# On Panel - but no job offer??



## elainem (16 Jun 2013)

Hi! I am on a public sector panel - I am no 56 on the panel, and there are 110 on the whole panel. There have been 90 posts offered out to those on the panel - all of the first 70 posts were down the country, including Meath/Louth and Kildare.  All these posts must have been taken as there has been no re-offering of these posts which is what usually happens. The final 20 posts were offered in Dublin. I applied for all 20 posts, and have been told I am between 32 and 53 on the panel for these posts. Can anyone explain how this can be so - since all the first 70 posts appear to have been taken, and I was originally 56th on the panel before any jobs were offered. How do panels work? I'm totally confused how I can still be so far down on the panel given that 70 posts seem to have already been taken. Would welcome some comment/advice.


----------



## Luternau (16 Jun 2013)

From my experience, the panel is formed from those not offered an initial postion. Maybe its not the same here.
Can you elaborate on how you can be both 56th and between 32nd and 53rd on the same panel? All seems quite confusing!


----------



## elainem (16 Jun 2013)

*Panel*

Hi! Lutternau, I understand that for some jobs in Dublin, say Tallaght, I am no 32 on the Panel, but for jobs, say in Lucan, I am no 53 on the panel. In Dublin North - Drumcondra, Marino etc, it seems like I am somewhere in between, say 40th on the Panel. When all the interviews were completed initially before any job offers were made, I was no 56th on the panel. After 70 posts have already been offered, I can't understand how I am not higher on the panel for the 20 posts I applied for. I have never been on a panel before, so it's all very confusing.


----------



## Luternau (16 Jun 2013)

I think you answered your own question -it seems there are multiple panels and you can be on lots of them at different positions. The 70 positions offered are not relevant as you did not apply for these positions. So, 20 positions were offered in Dublin and you have moved up, but not necessarily by 20 positions on each panel. Thats how I see it anyway!


----------



## elainem (17 Jun 2013)

*Panels*

Thanks, Lutternau, that makes some sense, though I'm still a little confused as it was a national panel, and the job title is the same for all the jobs offered. Anyway, will just have to wait and see if I get one.


----------



## Billo (17 Jun 2013)

elainem said:


> Hi! I am on a public sector panel - I am no 56 on the panel, and there are 110 on the whole panel. There have been 90 posts offered out to those on the panel - all of the first 70 posts were down the country, including Meath/Louth and Kildare.  All these posts must have been taken as there has been no re-offering of these posts which is what usually happens. The final 20 posts were offered in Dublin. I applied for all 20 posts, and have been told I am between 32 and 53 on the panel for these posts. Can anyone explain how this can be so - since all the first 70 posts appear to have been taken, and I was originally 56th on the panel before any jobs were offered. How do panels work? I'm totally confused how I can still be so far down on the panel given that 70 posts seem to have already been taken. Would welcome some comment/advice.

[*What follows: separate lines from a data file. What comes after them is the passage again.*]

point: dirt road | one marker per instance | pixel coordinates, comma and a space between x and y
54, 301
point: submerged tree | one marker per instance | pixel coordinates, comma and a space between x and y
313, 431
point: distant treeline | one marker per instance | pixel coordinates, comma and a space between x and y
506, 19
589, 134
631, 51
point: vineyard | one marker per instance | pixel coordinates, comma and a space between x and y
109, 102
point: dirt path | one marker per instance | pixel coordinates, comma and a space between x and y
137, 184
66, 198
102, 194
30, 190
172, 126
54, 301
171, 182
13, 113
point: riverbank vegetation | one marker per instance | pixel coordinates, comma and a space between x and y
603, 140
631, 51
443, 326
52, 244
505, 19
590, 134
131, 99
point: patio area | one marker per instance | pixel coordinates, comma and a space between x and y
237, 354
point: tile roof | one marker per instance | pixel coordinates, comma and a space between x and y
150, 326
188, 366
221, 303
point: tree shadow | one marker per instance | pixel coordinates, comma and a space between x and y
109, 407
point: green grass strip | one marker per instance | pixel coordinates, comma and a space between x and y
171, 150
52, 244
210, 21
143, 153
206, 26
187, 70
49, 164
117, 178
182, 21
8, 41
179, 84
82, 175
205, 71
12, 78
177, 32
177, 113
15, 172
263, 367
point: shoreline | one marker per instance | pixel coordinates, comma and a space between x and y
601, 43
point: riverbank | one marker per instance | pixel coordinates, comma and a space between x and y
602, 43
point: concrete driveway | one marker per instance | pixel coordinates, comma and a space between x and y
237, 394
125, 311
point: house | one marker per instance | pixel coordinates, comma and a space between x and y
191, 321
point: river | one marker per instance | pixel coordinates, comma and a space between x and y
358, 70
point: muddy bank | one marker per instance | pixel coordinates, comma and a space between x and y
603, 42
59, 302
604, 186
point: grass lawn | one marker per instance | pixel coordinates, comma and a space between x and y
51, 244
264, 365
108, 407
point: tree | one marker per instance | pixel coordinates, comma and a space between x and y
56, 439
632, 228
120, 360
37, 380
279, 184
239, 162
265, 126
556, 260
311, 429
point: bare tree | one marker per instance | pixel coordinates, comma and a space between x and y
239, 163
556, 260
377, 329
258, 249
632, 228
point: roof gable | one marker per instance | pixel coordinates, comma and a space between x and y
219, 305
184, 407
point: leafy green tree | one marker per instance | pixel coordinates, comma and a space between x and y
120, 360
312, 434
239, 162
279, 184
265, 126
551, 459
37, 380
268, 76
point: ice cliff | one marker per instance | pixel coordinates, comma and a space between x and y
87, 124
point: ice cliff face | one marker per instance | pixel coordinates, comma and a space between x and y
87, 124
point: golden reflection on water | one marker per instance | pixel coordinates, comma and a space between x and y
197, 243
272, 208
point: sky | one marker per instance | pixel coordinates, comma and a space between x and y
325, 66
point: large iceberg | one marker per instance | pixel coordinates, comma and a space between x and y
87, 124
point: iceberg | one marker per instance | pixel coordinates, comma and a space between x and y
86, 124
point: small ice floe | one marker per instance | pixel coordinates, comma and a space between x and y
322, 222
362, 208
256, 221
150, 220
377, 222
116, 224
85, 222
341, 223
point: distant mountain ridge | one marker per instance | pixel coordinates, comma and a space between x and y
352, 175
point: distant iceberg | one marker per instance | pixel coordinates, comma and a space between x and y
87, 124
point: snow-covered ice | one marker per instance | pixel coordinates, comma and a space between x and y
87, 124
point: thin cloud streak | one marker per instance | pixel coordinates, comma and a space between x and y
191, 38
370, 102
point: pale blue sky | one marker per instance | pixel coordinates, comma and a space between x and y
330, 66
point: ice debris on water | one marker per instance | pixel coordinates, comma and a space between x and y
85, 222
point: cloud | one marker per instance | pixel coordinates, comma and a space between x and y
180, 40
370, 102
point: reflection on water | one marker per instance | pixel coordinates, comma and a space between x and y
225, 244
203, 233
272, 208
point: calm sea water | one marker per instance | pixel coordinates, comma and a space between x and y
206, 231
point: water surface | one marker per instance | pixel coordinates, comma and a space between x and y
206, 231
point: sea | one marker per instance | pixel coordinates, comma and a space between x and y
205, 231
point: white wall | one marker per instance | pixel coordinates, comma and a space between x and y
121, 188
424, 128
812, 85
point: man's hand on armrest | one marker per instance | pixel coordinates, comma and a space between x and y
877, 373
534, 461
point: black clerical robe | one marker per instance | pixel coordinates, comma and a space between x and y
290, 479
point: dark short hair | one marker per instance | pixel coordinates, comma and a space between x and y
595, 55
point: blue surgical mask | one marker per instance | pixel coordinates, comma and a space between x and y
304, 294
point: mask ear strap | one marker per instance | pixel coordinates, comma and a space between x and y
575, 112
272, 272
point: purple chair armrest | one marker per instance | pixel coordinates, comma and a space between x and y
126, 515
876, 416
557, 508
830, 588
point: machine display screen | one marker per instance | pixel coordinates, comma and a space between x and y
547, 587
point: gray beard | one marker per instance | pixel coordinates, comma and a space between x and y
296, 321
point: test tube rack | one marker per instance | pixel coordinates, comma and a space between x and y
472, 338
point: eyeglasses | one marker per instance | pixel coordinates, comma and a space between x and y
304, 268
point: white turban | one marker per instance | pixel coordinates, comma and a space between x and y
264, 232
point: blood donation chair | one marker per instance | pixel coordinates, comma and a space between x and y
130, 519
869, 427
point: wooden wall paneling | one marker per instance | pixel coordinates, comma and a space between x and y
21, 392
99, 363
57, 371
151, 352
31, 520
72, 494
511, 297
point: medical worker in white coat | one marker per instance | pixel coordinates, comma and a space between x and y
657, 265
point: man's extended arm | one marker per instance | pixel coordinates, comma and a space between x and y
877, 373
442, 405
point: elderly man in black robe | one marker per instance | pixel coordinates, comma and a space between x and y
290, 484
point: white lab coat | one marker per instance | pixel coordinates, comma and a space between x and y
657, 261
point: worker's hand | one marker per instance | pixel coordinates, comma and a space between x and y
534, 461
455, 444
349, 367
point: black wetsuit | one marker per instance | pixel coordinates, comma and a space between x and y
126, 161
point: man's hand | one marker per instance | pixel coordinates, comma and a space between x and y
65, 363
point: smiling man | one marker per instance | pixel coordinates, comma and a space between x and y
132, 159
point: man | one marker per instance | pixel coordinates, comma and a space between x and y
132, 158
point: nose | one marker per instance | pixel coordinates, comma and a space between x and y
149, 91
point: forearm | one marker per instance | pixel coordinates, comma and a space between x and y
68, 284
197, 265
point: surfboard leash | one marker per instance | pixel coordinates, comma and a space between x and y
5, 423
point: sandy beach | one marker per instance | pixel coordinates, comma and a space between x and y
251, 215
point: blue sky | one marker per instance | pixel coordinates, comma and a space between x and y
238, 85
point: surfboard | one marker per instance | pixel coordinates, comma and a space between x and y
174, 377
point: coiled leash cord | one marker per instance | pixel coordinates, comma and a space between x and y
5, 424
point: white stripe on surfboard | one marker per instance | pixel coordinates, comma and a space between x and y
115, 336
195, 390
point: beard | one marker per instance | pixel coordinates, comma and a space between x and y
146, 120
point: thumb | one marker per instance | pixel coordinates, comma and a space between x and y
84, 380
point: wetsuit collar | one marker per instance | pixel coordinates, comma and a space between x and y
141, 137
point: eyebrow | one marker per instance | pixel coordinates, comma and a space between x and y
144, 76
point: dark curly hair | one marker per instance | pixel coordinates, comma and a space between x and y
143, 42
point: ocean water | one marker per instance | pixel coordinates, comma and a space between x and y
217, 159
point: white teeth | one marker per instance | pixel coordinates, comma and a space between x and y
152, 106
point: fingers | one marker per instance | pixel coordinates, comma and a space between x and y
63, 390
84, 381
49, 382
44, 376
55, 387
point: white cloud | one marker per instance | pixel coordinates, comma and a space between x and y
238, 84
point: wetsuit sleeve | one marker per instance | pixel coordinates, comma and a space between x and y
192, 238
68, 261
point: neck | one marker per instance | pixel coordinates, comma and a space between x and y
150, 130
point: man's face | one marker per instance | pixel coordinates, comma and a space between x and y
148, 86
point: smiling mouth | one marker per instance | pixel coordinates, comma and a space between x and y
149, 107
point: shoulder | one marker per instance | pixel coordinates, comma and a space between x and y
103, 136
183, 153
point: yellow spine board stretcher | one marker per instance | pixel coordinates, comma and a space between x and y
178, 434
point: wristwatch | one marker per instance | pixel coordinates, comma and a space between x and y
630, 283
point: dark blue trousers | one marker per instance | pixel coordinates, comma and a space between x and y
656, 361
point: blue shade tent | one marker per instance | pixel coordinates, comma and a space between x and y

How do you know how many jobs have been offered or re-offered in each area ?


----------



## tallpaul (17 Jun 2013)

Generally the way panels work is as follows:
*you are assinged a place on a panel (say #56); 
*Each position is then offered in sequence until a post is accepted; 
*The person accepting the post is removed from the panel;
*Your position on the panel doesn't change (you are still 56th on the panel) but obviously the number ahead of you remaining changes;
*if you refuse a location, you remain on the panel but will not be offered a position in that location again. Therefore people before and after you on a panel will have been appointed;

In your case there were 50 or so people ahead of you AND behind you. The seventy posts could well have been filled 'down the country' (as you say) by a significant number of people after you on the panel. By definition those remaining are in the same boat as you and are probably waiting for Dublin posts and it seems a goodly number are in the first 50. 

It may also be the case that not all of the 70 posts were filled, as you assume, from the panel in that there were no takers for some of the posts. Once everyone refused, the employer had to make alternative arrangements but everyone stayed on the panel.


----------